Question

As shown in the figure a block of mass \(10\, kg\) lying on a horizontal surface is pulled by a force \(F\)acting at an angle \(30^{\circ}\), with horizontal For \(\mu_{ s }=0.25\), the block will just start to move for the value of \(F\) : [Given g=10ms^-2]

• A. $20\, N$
• B. $35.7\, N$
• C. $33.3 \,N$
• D. $25.2\, N$

Hint:

Resolve the applied force into its components and carefully consider the forces acting on the block in both the horizontal and vertical directions. The condition for impending motion is that the applied force equals the maximum static friction force.

Answer 1

The Correct Option is D

To solve this problem, we need to determine the minimum force \( F \) required to just move the block. This requires us to consider both the horizontal and vertical components of the force, as well as the frictional force resisting the motion.

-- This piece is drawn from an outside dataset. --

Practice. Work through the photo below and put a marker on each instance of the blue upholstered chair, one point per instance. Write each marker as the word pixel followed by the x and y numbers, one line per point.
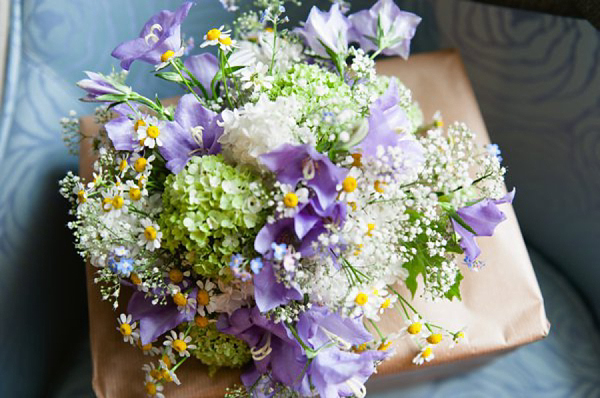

Step 1: Understanding Forces Acting on the Block

• The block has a mass \( m = 10 \, \text{kg} \), thus the gravitational force is \( mg = 10 \times 10 = 100 \, \text{N} \) acting downward.
• The force \( F \) is applied at an angle of \( 30^\circ \) with the horizontal.
• The coefficient of static friction \( \mu_s = 0.25 \).

Step 2: Resolve the Force into Components

• Horizontal component of the force: \( F_{\text{horizontal}} = F \cos 30^\circ \).
• Vertical component of the force: \( F_{\text{vertical}} = F \sin 30^\circ \).

Step 3: Calculate the Normal Force

The normal force \( N \) is adjusted by the vertical component of the force \( F \):

\(N = mg - F \sin 30^\circ\)

Step 4: Determine the Maximum Static Friction

The maximum static frictional force \( f_{\text{max}} \) is given by:

\(f_{\text{max}} = \mu_s \cdot N\)

Substituting the expression for \( N \):

\(f_{\text{max}} = \mu_s (mg - F \sin 30^\circ)\)

Step 5: Equate to Overcome Friction

For the block to just start moving, the horizontal component of the force should equal the maximum static friction:

\(F \cos 30^\circ = \mu_s (mg - F \sin 30^\circ)\)

Substituting values and solving for \( F \):

• \(F \cdot \frac{\sqrt{3}}{2} = 0.25 (100 - F \cdot \frac{1}{2})\)

Performing the calculations yields:

\(F \approx 25.2 \, \text{N}\)

Thus, the correct answer is that the block will just start to move for the value of \( F \) being \( 25.2 \, \text{N} \).